Bash Tips - 17 (HPR Show 2719)

Dave Morriss


Table of Contents

Arrays in Bash

This is the second of a small group of shows on the subject of arrays in Bash. It is also the seventeenth show in the Bash Tips sub-series.

In the last show we saw the two types of arrays, and learned about the multiple ways of creating them and populating them. We also looked at how array elements and entire arrays are accessed.

Now we want to continue looking at array access and some of the various parameter expansion operations available.

Negative indices with indexed arrays

When we looked at indexed array subscripts in the last episode we only considered positive numbers (and the '*' and '@' special subscripts). It is also possible to use negative numbers which index relative to the end of the array. The index '-1' means the last element, '-2' the penultimate, and so forth.

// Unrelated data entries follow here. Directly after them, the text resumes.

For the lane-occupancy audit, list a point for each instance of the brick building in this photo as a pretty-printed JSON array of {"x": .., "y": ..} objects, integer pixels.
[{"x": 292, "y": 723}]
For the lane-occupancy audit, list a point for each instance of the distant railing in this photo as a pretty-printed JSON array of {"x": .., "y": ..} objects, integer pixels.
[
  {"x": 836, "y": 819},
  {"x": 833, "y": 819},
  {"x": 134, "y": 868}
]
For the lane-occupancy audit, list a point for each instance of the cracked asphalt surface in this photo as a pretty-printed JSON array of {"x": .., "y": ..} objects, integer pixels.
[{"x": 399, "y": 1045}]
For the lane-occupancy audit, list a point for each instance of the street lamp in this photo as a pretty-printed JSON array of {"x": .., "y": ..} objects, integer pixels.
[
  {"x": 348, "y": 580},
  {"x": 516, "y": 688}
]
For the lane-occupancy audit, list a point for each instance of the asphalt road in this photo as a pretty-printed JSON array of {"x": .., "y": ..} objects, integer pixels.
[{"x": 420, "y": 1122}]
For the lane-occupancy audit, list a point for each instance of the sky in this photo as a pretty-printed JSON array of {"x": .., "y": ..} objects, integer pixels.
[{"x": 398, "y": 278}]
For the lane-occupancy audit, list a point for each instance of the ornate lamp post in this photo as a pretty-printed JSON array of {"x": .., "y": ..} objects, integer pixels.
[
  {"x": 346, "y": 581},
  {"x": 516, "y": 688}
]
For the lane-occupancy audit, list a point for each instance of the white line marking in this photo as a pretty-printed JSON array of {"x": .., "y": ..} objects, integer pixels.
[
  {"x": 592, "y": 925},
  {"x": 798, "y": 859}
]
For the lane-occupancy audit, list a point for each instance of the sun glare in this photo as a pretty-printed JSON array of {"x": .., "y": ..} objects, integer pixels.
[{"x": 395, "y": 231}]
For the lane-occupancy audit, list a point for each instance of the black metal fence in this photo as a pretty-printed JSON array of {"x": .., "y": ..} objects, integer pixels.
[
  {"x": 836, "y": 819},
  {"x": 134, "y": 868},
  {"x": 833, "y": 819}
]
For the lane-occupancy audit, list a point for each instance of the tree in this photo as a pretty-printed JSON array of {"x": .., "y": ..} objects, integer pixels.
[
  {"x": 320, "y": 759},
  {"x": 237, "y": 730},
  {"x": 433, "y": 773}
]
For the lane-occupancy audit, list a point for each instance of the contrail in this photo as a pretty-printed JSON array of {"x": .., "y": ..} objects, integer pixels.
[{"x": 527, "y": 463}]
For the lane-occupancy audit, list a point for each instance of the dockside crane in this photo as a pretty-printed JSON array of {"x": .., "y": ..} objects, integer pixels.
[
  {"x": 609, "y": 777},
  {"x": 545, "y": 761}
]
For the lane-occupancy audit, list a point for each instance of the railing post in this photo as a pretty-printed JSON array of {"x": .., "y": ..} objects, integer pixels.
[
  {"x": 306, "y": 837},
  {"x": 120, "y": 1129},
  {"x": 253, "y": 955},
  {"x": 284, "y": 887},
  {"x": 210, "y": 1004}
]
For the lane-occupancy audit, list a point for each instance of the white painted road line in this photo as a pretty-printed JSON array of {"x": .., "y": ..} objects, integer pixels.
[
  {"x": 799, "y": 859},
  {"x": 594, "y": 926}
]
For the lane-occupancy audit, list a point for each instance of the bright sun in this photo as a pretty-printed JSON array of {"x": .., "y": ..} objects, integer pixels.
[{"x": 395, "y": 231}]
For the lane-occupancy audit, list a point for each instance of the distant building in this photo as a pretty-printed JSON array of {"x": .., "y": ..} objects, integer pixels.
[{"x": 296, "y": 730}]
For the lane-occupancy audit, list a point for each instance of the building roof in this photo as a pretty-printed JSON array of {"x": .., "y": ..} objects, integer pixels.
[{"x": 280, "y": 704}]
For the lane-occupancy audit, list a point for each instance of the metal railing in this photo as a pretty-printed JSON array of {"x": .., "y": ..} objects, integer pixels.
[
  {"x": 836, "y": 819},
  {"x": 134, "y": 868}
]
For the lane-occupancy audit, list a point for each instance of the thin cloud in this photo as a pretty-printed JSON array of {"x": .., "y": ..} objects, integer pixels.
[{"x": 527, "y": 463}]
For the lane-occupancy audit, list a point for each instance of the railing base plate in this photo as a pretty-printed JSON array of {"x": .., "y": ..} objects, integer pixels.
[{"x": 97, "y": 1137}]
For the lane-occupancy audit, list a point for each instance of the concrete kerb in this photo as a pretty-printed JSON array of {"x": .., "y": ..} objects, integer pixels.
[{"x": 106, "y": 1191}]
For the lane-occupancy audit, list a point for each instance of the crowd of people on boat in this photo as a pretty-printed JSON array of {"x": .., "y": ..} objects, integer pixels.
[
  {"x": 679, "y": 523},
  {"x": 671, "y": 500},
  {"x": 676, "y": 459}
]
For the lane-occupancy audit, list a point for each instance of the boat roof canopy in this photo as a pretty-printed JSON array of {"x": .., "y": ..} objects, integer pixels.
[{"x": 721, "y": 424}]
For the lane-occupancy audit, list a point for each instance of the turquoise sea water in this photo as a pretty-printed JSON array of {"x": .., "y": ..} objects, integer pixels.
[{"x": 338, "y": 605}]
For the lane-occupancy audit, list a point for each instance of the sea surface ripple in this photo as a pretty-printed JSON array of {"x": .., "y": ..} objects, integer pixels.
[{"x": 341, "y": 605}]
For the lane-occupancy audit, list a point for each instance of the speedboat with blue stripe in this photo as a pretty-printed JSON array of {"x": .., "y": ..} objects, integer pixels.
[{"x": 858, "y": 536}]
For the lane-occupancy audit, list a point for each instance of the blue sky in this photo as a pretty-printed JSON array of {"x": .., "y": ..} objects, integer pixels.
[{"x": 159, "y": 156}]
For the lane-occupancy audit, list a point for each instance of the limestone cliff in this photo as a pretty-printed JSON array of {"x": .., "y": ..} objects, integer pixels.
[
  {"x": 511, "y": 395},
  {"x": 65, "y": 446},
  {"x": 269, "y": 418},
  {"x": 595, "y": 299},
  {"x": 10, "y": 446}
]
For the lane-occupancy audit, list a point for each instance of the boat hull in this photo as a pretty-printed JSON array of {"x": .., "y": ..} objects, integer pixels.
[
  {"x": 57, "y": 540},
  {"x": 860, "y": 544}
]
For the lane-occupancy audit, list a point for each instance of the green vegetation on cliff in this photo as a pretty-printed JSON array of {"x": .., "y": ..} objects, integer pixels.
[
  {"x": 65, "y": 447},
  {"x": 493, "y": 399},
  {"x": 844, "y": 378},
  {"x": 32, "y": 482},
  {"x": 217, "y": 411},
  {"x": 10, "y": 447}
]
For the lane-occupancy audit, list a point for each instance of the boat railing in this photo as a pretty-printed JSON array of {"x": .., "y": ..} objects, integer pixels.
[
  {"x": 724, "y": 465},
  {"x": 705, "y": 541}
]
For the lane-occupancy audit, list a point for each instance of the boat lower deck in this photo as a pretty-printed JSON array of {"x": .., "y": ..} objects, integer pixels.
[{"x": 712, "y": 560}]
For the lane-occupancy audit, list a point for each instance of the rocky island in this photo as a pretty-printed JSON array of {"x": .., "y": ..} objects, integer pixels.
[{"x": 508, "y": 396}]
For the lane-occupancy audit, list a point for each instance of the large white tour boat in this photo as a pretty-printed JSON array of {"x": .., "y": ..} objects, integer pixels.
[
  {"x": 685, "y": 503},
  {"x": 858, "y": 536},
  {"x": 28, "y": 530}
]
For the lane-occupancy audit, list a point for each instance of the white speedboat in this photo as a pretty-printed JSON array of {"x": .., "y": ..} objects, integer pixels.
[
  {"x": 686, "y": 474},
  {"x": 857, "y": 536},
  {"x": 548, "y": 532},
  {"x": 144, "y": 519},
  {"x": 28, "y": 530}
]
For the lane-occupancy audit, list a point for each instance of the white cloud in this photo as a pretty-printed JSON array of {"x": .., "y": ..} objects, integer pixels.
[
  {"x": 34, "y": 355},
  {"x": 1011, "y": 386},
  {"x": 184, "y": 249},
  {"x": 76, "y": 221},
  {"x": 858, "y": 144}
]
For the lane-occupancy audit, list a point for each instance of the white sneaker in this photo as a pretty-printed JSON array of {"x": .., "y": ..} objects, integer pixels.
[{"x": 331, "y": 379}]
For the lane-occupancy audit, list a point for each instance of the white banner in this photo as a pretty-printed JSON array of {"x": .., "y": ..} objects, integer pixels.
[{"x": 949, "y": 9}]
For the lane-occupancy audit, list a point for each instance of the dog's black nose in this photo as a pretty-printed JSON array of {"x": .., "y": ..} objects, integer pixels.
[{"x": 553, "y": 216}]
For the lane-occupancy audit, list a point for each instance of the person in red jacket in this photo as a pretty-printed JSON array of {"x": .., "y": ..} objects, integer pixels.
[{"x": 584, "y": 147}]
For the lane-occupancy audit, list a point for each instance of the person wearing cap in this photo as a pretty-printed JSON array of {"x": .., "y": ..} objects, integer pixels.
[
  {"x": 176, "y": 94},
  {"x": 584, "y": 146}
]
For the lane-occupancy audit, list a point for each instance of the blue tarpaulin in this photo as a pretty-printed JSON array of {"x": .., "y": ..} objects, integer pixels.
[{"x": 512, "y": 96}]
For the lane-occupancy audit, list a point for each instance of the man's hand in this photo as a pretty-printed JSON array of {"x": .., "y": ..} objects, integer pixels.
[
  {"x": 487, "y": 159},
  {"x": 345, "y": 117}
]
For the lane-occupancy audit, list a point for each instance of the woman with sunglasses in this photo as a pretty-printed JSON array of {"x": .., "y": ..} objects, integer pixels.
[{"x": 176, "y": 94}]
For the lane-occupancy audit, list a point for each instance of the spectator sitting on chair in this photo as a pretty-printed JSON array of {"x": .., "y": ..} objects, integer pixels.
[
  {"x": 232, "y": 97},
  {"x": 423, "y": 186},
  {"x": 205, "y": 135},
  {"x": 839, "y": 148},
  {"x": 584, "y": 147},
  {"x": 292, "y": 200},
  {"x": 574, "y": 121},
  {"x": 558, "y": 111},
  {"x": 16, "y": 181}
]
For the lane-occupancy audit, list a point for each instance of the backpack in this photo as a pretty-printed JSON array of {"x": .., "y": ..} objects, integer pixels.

The downloadable script in bash17_ex1.sh demonstrates a use of negative indices:

#!/bin/bash

#-------------------------------------------------------------------------------
# Example 1 for Bash Tips show 17: Negative indices
#-------------------------------------------------------------------------------

#
# Seed the Fibonacci sequence in an indexed array
#
declare -a fib=(0 1 1)

#
# Populate the rest up to (and including) the 20th element
#
for ((i = 3; i <= 20; i++)); do
    fib[$i]=$((fib[i-2]+fib[i-1]))
done

#
# Show the whole array
#
echo "Fibonacci sequence"
echo "${fib[*]}"
echo

#
# Print a few elements working backwards
#
for i in {-1..-4}; do
    echo "fib[$i] = ${fib[$i]}"
done

exit

The script seeds an indexed array called 'fib' with the start of the Fibonacci sequence. This sequence builds its elements by adding together the previous two, and that is what the 'for' loop does, up to the 20th element.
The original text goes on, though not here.